The Nine Senses
In these exquisitely crafted prose poems, Melissa Kwasny examines the world around her with the quiet and profound attention of a poet at the height of her powers.
The questions that have informed much of Kwasny’s previous work—how does one have a relationship with the natural world in our time? What can we learn about being human from non-human forms of life?—find a new urgency in The Nine Senses, as image collides with image to produce a singular ecological and poetic vision, one that is often dire and surreal. “Perhaps the extra four senses contribute to the surreal in the sense that Breton defined it—as resolution of the real and the dream,” Kwasny writes in the title poem.
Thematically rich and varied, touching on mortality, temporality, and eternity, this collection puts Kwasny on the forefront of American poetry, and asks the reader: how do we tie ourselves to the world when our minds are always someplace other than where we are?
Like this book? Sign up for occasional updates
Praise and Prizes
“Morphing, fleet, intricately paced, register-stretching, comfortable in myriad modes of discourse . . . A quietly magnificent collection of prose poems that can be read as luminous, rill-fresh engagements with Sufi scholar Henry Corbin’s question: Not ‘what’ but ‘who’ is the earth?”
“These poems are exceptional for their crisp movement, their clarity, their stunningly original images, and their intimate humanity. To read them is to enter a sensibility so finely tuned that each moment of the experience is achingly real, as though time had slowed and allowed your perceptual apparatus to catch up, as though at last you had been given more life, and new eyes with which to see it. The Nine Senses is a startling and wonderful book.”
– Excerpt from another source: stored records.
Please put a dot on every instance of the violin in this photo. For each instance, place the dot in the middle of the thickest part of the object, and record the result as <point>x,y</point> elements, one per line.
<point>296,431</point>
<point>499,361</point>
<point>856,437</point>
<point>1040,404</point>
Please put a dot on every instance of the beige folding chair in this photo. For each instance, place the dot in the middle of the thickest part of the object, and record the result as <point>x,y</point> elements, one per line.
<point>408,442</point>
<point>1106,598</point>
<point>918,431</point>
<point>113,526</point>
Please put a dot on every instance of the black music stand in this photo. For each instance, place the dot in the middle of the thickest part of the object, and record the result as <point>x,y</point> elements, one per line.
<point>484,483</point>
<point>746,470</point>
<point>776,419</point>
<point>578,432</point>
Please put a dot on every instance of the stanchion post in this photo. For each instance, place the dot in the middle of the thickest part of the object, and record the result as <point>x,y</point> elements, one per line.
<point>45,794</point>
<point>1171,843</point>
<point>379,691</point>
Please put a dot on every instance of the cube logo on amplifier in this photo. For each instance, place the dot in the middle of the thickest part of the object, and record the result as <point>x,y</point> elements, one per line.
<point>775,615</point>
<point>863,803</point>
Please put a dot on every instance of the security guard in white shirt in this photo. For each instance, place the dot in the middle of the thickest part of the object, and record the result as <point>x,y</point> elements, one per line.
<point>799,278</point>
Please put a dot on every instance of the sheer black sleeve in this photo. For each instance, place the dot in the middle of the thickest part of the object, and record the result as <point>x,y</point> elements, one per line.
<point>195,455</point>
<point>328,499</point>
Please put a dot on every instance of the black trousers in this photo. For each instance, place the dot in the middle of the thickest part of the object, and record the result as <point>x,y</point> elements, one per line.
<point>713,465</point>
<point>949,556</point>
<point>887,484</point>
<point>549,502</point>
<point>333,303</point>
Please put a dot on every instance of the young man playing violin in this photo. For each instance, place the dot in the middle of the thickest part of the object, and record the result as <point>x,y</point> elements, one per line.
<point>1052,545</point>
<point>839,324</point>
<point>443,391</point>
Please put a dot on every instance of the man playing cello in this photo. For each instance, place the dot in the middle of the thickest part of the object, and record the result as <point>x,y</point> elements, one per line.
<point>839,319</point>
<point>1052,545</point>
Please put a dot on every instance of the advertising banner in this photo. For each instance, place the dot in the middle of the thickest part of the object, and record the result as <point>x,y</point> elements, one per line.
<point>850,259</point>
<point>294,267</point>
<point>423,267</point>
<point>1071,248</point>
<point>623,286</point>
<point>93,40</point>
“In The Nine Senses, Melissa Kwasny follows the path of amor mundi beyond the ‘senses five,’ never parting the real from the dreamt, the dead from the living, the lost from the loved, the solitary from the communal. As with my favorite words, rooms, faces, and flowers, I feel that light is sewn up into these poems. Kwasny has written us a book of charms, in the old sense. A book to bind us to the world, and to each other.”